Clearly, if an employer could prove that even if the employee had never been away ill they would have had to change positions for other unrelated reasons, such as changes in the business or new technology, the employee does not have to be put in their pre-disability position. An employee should never be worse off as a result of being away from their job ill, but they should not be better off either.
The only defence that the Ontario Human Rights Code allows for employers in not returning an employee to their pre-disability position is “undue hardship”.
That concept is far too large to describe in this article but put simply, it’s extremely difficult to prove. Some lawyers would tell you that undue hardship means the employer has to prove that accommodating the employee would endanger the financial stability of the company as a whole, almost to the verge of collapse.
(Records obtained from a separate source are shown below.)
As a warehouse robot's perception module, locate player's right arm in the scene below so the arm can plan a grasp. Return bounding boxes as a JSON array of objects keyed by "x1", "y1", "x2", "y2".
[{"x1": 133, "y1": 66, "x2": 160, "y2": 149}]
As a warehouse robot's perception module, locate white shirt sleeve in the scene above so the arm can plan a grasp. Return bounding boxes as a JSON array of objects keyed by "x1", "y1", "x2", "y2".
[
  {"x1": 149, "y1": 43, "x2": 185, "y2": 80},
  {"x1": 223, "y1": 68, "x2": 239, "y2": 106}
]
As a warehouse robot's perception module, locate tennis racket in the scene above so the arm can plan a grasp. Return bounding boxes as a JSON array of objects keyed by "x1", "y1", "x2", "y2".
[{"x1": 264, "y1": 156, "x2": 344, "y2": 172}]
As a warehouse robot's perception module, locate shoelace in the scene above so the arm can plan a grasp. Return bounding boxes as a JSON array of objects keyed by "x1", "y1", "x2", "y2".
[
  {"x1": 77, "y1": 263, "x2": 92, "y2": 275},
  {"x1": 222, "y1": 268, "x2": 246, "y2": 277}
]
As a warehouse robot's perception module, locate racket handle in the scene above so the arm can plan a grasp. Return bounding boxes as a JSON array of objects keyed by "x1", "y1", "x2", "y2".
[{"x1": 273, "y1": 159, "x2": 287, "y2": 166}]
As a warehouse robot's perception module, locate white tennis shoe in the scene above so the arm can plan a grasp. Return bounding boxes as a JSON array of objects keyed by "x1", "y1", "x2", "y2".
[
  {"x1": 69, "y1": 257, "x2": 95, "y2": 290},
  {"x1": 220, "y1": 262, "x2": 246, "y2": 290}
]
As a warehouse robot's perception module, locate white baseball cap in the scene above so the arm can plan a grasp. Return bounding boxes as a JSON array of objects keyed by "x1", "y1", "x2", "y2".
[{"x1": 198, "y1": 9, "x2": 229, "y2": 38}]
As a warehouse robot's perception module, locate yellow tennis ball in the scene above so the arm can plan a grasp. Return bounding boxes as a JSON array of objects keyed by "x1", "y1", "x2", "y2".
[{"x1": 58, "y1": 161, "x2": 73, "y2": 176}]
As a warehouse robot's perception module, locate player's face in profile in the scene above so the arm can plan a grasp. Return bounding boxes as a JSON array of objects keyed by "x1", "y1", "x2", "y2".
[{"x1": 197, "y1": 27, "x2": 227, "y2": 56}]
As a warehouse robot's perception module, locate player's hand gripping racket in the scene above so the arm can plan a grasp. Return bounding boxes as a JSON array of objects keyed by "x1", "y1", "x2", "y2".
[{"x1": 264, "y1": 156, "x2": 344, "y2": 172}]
If an employee’s illness has left them in a situation where even with some modifications to the job they cannot perform their core duties, the employer’s obligation is to look for any other open positions that the employee might be able to fulfill.  The employer has no obligation to create a job that does not exist or pay for work they do not need.
Ultimately, nobody from the Ontario Human Rights Tribunal is going to come down and make the employer put the employee back in their old job. They simply are not capable of reacting that quickly. If the employee does not accept the new position, however, and sues for wrongful dismissal and violation of their human rights, they will win. Instead of just paying a normal severance package, the employer is going to pay that plus a significant amount more. The reality is that at the end of the day it’s a lot cheaper to terminate the employee who has been filling in during the absence.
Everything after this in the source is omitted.